Blog 7: Academic Writing

Academic writing is often defined as writing for educated audiences that relies on well reasoned and supported claims using evidence appropriate to those claims and the audience it is written for; furthermore, such writing acknowledges differences of opinion by qualifying claims and addressing that difference.  Academic writing uses specific styles of citation and detailed methods to signal to the reader both where evidence came from and how to find it if the reader is interested in looking into the topic more.  Finally, academic writing relies on precise wording specific to the topic it is about.

Of course, there is so much more to academic writing.  And yet, even in what I have written thus far there is great variation depending on the academic audience.

Your assignment.  In a blog post, I want you to make an argument about what academic writing does better, different, or worse than other types of writing, using as evidence the differences between three pieces about an experiment that Dan Ariely conducted.

Dan Ariely is a professor at Duke University who teaches classes on marketing and behavioral economics (he has PhDs in business and cognitive psychology).  He writes both academic papers and popular books (two of those books are New York Times bestsellers); he routinely writes for both academic and public audiences. This week, you will look at three readings from Ariely–and they are all about the same exact study.  Notice how the details he reports (even the titles) change in each instance, even though they are from the same study:

  • Begin with the TED lecture (20 minutes) entitled “What makes us feel good about work?” If you select “interactive transcript” you can see a text version of the speech which will make quoting from it easier.
  • Next, read the Duke University press release (825 words), “What Managers Can Learn from Legos.” Although there is no author listed on the article, and you shouldn’t use an author unless one is listed, press releases are routinely written by a study’s author, even “quoting” him- or herself, as a way to repackage a study for a public audience.  The hope is that a major newspaper or magazine will pick up the release and write more extensively on the topic (which brings prestige to the company, in this case, the university).
  • Finally, read the academic study (3,680 words) “Man’s search for meaning: The case of Legos” that appears in the Journal of Economic Behavior & Organization.  

I am having you read the “public” pieces first to make reading the academic study a bit easier, but the real focus of Blog 7 is academic writing.  Here’s what you need to do. After reading Ariely, Kamenica, and Prelec’s study, make an argument as to what academic writing does better, different, or worse than other types of writing.  You can split the argument up into paragraphs on each better, different, or worse, or you can organize it by 2-4 separate topics (e.g., a paragraph about the topic of “citation,” what makes it different, better or worse in academic writing than other types of writing, a paragraph about statistics, a paragraph about previous research, etc.).

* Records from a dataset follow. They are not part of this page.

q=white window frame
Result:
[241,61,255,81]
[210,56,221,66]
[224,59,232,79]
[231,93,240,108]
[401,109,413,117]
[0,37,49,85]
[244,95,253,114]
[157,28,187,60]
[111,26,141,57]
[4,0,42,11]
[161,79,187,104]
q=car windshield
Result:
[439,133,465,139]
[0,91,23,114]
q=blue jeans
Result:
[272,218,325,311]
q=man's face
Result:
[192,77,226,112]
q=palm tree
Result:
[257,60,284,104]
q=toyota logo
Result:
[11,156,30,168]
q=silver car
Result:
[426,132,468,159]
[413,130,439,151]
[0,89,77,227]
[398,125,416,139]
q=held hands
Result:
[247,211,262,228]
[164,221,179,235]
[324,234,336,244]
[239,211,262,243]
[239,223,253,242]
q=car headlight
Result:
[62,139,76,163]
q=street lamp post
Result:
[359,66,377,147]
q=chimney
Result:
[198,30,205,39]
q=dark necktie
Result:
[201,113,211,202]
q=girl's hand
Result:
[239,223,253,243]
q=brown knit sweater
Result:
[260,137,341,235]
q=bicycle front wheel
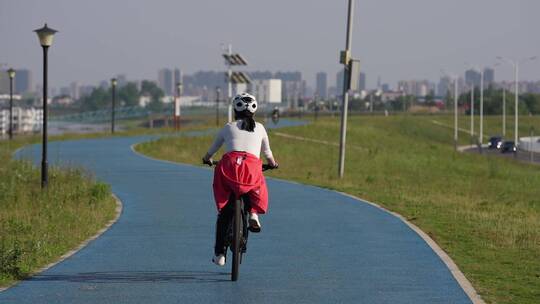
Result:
[231,199,242,281]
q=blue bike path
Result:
[0,122,471,304]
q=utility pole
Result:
[338,0,354,178]
[502,87,506,137]
[216,87,221,127]
[514,61,519,146]
[471,84,474,144]
[111,78,117,134]
[227,43,232,122]
[454,76,458,151]
[478,69,484,153]
[529,126,534,163]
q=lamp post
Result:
[338,0,354,178]
[441,69,458,151]
[34,23,57,188]
[216,87,221,127]
[454,76,458,151]
[478,69,484,153]
[7,68,15,140]
[111,78,117,134]
[471,84,474,144]
[502,87,506,137]
[174,81,184,130]
[497,56,536,145]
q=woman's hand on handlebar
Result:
[202,154,214,166]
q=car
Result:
[488,136,503,149]
[501,141,517,153]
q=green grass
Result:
[0,117,219,287]
[0,137,116,286]
[136,116,540,304]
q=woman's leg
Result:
[214,198,233,256]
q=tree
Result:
[118,82,140,107]
[141,80,165,112]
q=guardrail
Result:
[519,136,540,153]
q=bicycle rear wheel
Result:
[231,199,242,281]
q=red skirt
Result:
[213,151,268,214]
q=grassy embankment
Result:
[0,137,116,287]
[0,117,219,287]
[137,116,540,304]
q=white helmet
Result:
[233,93,257,113]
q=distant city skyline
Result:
[0,0,540,88]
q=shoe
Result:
[248,213,261,233]
[212,254,225,266]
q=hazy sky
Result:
[0,0,540,87]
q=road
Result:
[0,122,471,304]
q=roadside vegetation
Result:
[136,115,540,304]
[0,117,219,288]
[0,137,116,287]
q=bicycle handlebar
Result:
[203,160,279,171]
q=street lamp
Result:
[470,83,474,144]
[111,78,117,134]
[497,56,536,146]
[441,70,458,150]
[34,23,57,188]
[216,87,221,127]
[174,81,184,130]
[7,68,15,139]
[338,0,354,178]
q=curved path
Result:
[0,122,471,304]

Your claims should be supported by examples from the text, more specifically quotes (review the MLA PowerPoints or email me if you need assistance) to demonstrate what you are talking about. I’m less concerned about larger discourse community issues here, and more about patterns you notice looking at this specific example of academic writing.  Your post will be graded on the clarity of your argument (this is thesis-driven, so you have to make an overall claim), how many patterns you describe, and the specificity of your evidence.

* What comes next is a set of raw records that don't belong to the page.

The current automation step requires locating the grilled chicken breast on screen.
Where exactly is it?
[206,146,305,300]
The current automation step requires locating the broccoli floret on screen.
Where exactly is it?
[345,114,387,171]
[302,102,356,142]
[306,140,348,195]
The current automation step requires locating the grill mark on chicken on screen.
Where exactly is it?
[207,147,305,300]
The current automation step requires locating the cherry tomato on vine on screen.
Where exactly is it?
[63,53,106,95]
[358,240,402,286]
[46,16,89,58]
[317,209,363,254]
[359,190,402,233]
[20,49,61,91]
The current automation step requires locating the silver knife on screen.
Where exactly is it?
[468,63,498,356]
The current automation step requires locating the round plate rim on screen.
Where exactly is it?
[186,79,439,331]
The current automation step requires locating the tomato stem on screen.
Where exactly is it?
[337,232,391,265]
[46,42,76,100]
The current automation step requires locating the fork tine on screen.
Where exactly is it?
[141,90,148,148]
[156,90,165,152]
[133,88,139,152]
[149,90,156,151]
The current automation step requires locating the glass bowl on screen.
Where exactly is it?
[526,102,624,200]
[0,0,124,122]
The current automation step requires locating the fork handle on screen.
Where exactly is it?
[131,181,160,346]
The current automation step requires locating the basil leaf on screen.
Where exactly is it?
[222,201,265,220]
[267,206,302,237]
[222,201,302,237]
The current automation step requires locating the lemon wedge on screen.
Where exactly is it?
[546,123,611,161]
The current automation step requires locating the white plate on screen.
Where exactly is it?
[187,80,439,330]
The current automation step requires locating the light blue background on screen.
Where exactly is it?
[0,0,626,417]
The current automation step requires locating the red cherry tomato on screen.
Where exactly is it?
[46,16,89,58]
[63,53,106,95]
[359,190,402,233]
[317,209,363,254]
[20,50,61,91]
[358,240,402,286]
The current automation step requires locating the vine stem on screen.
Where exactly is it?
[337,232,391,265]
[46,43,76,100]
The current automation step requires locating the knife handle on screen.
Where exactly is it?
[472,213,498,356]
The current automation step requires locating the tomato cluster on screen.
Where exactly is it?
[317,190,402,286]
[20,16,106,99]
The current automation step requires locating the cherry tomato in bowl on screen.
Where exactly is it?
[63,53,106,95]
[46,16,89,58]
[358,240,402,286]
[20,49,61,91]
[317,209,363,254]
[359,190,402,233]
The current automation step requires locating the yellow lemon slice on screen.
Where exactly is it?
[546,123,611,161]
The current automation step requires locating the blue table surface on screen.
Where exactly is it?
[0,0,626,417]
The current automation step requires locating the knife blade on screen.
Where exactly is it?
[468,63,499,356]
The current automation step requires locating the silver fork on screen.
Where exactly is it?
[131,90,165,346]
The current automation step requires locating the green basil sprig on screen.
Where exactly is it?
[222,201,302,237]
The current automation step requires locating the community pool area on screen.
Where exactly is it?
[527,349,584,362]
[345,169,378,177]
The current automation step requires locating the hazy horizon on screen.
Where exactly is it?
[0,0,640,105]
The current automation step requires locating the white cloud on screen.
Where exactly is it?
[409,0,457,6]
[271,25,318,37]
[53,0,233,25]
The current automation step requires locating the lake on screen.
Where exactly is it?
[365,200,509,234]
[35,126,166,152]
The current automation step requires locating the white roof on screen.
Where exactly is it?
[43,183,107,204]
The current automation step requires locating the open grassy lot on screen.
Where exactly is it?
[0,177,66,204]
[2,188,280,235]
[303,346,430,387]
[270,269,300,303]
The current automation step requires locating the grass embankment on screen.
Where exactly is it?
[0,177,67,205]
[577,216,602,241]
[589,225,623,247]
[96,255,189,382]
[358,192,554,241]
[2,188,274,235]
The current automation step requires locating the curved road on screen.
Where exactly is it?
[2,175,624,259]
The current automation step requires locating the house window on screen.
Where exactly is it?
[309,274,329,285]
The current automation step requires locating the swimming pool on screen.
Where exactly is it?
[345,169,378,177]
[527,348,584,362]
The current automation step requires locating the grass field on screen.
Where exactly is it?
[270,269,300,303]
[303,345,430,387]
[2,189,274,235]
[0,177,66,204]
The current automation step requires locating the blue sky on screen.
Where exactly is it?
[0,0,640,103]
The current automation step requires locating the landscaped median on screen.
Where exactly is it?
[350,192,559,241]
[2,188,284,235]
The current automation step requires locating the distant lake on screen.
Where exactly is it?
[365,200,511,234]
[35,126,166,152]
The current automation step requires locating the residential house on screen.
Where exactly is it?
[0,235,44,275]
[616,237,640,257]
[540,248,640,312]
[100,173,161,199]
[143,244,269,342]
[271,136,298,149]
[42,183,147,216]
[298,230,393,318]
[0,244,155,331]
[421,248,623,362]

  • The blog post should be over 250 words.  There is no upper limit on the number of words in this post, but I recognize that this should take you 5-6 hours, so I’m not expecting 3,680 words.

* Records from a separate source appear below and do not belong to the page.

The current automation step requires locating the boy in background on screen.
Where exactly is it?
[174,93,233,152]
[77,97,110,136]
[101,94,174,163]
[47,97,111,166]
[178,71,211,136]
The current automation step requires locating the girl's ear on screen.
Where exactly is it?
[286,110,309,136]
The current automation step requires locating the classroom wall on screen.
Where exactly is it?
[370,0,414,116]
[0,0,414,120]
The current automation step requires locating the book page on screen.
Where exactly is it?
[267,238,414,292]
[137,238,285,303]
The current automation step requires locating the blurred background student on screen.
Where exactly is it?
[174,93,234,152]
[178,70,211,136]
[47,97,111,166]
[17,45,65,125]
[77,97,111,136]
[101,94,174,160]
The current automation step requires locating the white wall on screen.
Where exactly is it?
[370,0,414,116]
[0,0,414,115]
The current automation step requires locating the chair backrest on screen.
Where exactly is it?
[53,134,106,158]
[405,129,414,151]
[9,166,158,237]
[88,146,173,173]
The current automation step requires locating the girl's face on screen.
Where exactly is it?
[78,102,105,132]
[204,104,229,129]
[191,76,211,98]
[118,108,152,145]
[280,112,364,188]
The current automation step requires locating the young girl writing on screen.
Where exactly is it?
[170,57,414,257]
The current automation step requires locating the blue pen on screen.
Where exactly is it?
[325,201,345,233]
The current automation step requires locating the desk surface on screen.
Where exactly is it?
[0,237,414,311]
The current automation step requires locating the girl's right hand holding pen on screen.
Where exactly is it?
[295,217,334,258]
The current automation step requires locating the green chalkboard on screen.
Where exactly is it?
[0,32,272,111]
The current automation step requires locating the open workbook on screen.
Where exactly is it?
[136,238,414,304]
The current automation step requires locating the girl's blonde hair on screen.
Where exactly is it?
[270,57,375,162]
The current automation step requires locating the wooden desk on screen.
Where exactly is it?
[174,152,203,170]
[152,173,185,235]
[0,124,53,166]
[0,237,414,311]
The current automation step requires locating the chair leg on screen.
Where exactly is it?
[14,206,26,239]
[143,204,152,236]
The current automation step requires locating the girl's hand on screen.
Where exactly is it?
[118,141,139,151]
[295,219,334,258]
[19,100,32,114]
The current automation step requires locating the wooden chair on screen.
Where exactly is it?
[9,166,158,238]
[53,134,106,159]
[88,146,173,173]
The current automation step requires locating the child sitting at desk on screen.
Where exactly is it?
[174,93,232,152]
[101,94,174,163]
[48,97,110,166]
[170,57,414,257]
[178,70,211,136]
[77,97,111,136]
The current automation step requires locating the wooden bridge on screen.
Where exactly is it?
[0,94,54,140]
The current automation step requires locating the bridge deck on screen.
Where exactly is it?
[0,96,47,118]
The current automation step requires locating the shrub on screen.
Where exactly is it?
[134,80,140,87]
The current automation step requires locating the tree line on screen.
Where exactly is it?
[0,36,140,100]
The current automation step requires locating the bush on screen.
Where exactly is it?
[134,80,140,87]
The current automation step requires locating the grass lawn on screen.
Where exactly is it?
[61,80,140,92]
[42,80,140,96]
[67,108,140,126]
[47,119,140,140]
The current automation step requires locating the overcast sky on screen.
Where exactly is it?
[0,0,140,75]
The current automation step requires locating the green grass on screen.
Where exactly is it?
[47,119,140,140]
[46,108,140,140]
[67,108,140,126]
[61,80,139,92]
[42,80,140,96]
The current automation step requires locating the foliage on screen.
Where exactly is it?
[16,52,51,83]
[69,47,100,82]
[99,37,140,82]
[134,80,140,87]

  • Blog post, Tuesday by midnight


  • Demonstrate practical knowledge of the concept “rhetorical situation,” through the abilities both to analyze and to write effectively in different kinds of situations.
  • Demonstrate the ability to produce writing that effectively provides evidence and reasoning for assertions, for audiences of educated readers.
  • Demonstrate the ability to incorporate and attribute or document source material in rhetorically effective ways.
  • Demonstrate the ability to edit and proofread their writing.